La mesure officielle a un poids pratique au-delà des gros titres : la Reserve Bank of Australia structure sa politique monétaire autour du maintien de l'inflation de l'IPC dans sa fourchette cible de 2 à 3 %, et l'indice sert à ajuster des paiements tels que l'Age Pension (pension de vieillesse) et d'autres seuils indexés. Lorsque les coûts d'un ménage augmentent plus vite que l'indice, les ajustements liés à l'IPC peuvent être en retard sur l'expérience vécue de ce ménage.

Pour les personnes dont le coût de la vie personnel augmente plus vite que le taux d'inflation officiel, conserver tout son argent en espèces pourrait ne pas suffire, note la discussion. L'immobilier et les investissements générateurs de revenus sont présentés comme des moyens potentiels d'aider à protéger le pouvoir d'achat au fil du temps.
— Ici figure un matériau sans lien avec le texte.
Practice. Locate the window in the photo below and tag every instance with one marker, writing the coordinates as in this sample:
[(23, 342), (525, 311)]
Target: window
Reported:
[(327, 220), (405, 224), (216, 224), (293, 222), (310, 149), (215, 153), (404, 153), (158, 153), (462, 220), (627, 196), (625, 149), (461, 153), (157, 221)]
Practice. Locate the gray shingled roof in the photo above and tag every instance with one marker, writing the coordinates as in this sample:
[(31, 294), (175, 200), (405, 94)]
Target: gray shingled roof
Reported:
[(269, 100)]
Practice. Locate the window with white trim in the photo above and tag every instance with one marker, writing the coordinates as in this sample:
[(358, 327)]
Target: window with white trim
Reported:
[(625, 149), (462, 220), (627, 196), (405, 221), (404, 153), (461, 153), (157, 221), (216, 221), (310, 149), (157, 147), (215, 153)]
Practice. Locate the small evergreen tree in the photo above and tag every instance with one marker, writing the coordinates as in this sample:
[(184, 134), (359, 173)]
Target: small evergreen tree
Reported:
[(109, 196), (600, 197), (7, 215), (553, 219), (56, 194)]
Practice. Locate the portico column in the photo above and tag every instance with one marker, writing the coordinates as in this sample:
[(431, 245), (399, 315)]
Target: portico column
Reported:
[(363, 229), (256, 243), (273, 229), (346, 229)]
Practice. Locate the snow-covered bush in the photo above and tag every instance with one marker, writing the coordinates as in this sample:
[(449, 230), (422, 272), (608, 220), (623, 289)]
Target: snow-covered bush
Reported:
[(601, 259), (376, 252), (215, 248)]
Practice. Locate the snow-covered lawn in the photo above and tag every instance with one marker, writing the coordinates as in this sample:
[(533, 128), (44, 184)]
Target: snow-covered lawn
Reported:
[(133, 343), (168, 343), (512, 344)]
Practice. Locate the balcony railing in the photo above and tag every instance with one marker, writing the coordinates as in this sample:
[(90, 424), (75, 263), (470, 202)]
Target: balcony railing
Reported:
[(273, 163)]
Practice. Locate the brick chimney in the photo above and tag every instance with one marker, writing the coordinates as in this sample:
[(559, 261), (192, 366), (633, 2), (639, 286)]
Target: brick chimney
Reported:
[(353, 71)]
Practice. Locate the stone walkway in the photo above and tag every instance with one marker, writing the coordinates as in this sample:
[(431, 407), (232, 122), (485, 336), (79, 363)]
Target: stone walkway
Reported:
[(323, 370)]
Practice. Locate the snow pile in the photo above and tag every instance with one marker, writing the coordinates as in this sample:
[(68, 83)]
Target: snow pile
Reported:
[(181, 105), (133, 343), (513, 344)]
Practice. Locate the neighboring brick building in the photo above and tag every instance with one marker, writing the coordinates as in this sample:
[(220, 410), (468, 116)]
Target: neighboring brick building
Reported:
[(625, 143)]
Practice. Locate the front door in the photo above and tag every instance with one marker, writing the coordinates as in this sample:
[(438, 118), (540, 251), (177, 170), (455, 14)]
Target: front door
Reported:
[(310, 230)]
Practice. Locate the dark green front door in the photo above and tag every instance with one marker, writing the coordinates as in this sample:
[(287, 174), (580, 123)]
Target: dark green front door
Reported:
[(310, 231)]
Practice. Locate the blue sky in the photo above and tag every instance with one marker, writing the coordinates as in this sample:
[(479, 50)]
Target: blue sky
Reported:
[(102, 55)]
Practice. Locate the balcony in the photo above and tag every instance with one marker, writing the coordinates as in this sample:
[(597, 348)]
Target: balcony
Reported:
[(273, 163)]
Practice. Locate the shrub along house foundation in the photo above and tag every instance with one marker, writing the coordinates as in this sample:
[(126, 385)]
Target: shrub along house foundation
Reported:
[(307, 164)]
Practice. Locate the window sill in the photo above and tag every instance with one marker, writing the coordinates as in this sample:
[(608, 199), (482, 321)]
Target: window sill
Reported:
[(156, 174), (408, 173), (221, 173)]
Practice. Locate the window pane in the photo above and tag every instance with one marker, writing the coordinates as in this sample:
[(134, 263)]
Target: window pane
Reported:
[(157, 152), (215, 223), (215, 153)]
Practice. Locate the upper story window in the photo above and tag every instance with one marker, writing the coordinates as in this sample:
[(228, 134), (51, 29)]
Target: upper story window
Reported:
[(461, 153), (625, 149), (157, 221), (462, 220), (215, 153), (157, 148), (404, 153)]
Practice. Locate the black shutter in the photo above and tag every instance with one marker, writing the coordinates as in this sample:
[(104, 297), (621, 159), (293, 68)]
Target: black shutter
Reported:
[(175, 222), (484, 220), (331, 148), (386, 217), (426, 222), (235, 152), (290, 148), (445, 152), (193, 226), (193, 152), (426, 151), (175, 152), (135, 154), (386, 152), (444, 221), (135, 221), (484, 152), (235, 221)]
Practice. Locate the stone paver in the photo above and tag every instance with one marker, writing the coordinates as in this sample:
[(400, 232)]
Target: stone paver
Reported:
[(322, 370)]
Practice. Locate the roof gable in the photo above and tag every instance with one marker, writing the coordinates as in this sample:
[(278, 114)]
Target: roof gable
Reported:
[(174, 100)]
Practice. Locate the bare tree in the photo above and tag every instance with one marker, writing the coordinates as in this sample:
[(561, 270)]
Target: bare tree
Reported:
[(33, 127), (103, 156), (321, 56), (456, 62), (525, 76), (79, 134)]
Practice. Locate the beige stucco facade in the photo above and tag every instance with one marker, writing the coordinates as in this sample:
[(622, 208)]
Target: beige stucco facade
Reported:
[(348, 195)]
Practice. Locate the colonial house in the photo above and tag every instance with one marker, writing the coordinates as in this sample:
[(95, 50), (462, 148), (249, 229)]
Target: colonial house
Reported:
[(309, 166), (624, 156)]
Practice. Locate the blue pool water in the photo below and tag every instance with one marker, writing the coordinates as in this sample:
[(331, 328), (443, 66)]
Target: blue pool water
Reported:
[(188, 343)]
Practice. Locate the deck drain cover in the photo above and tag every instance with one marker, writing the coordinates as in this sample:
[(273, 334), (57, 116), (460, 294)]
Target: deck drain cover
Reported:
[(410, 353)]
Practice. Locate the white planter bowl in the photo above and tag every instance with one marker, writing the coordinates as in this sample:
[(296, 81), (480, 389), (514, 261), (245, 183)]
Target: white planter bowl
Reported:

Un dépôt à terme rapportant environ 5 % peut sembler attractif, mais ce rendement doit être comparé à l'augmentation réelle du coût de la vie d'un individu. L'investissement, suggère l'émission, peut offrir une occasion de bâtir un patrimoine et potentiellement de devancer l'inflation. Pour les lecteurs qui suivent l'écart entre l'inflation officielle et l'inflation vécue, l'ABS publie l'IPC trimestriel ainsi qu'un indicateur mensuel de l'IPC et met régulièrement à jour les pondérations du panier qui façonnent le chiffre global — des publications qu'il vaut la peine de suivre pour juger du caractère représentatif du taux officiel par rapport aux situations personnelles.